Masyarakat Bali Harus Waspada Identitasnya Dieksploitasi Untuk Kepentingan Politik

Saya agak tergelitik melihat strategi politik salah satu Dewan Perwakilan Daerah yang sering serta berlebihan dalam memakai retorika dan kata “kami Hindu-Bali…” atau “orang Hindu-Bali itu…” atau “…demi Hindu-Bali”.

Hal tersebut mengingatkan saya pada materi dari 2 buah buku, yaitu buku berjudul “Identity: The Demand for Dignity and the Politics of Resentment” karya Francis Fukuyama dan buku “Political Tribes: Group Instinct and the Fate of Nations” oleh Amy Chua.

Kedua buku tersebut membahas mengenai politik identitas (yaitu strategi politik yang berpusat pada identitas kelompok tertentu), perkembangannya, ciri-cirinya dan dampak dari politik identitas tersebut. 

Beberapa ciri dari penggunaan strategi politik identitas ini adalah seringnya memakai kata dan retorika terkait golongan tertentu secara berlebihan, membenturkan golongan tertentu dengan golongan lainnya dan sengaja menimbulkan kesan serta makna “kami vs mereka” atau “kita vs mereka” untuk mendapat dukungan politik

Kesimpulan lain yang saya dapat dari 2 buku tersebut adalah bahwa politik identitas cenderung menimbulkan efek negatif (khususnya jangka panjang) pada negara yang memiliki multi etnis seperti Indonesia.

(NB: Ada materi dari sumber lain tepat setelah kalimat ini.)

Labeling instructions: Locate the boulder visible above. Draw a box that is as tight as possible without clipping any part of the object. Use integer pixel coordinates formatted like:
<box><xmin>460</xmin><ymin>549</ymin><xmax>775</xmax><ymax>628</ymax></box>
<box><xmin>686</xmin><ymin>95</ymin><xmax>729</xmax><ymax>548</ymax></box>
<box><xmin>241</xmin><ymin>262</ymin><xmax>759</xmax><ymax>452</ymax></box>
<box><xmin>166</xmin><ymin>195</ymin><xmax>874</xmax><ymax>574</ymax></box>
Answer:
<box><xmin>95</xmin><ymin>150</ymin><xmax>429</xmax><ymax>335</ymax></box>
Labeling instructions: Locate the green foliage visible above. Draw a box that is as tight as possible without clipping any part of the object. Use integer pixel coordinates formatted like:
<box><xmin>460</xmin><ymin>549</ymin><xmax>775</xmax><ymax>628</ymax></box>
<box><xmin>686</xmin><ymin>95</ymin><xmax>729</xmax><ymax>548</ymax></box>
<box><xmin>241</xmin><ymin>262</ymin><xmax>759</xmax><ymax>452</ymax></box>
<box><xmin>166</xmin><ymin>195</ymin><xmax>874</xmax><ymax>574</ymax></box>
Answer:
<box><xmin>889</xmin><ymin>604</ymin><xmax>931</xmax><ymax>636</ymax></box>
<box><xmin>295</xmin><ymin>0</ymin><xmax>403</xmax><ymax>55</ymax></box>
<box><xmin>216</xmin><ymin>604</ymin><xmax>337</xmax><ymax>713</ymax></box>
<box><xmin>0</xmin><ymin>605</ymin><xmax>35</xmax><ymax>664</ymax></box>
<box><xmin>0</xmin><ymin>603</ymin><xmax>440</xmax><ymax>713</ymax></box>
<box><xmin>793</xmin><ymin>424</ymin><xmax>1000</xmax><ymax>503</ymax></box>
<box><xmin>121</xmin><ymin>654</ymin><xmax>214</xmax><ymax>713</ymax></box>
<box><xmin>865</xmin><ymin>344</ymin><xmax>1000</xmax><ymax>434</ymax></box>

Kata-kata “kami Hindu-Bali…” atau “orang Hindu-Bali…” atau “…demi Hindu-Bali” yang dipakai secara berlebihan dan terus menerus untuk mendapat dukungan dari masyarakat Bali adalah sebuah bentuk eksploitasi identitas yang menimbulkan efek negatif untuk masyarakat Bali itu sendiri, demokrasi, bangsa dan negara Indonesia.

 

Efek Buruk Pada Masyarakat Bali

Berikut ini saya rangkum apa efek negatif yang ditimbulkan oleh penggunaan politik identitas ini khususnya pada masyarakat Bali.

 

  1. Polarisasi dan perpecahan sosial – Ada kecenderungan masyarakat Bali jadi memiliki pola pikir berhak dan tidak berhak terkait Bali dengan kelompok selain Hindu-Bali.
  2. Buta politik nasional – Alih-alih peduli dengan isu sosial-politik nasional, masyarakat Bali cenderung mejadi terfokus hanya pada isu kelompok lokalnya yang bersifat “kami vs mereka”.
  3. Mudah terprovokasi – Sedikit saja berbenturan dengan kelompok non Hindu-Bali, masyarakat menjadi lebih mudah marah yang menimbulkan ketegangan dan konflik sosial.

 

Padahal dari suku, ras, golongan atau agama apapun kita berasal, kita tetaplah saudara setanah air dan saudara sebangsa yang bersatu di bawah konsep Bhineka Tunggal Ika.

 

Jadi, masyarakat Bali perlu lebih waspada terhadap eksploitasi identitas oleh politikus agar tidak terjebak dalam polarisasi yang justru merugikan diri sendiri dan agar mulai lebih peduli dengan isu sosial-politik nasional demi kesejahteraan bersama serta kemajuan bangsa dan negara.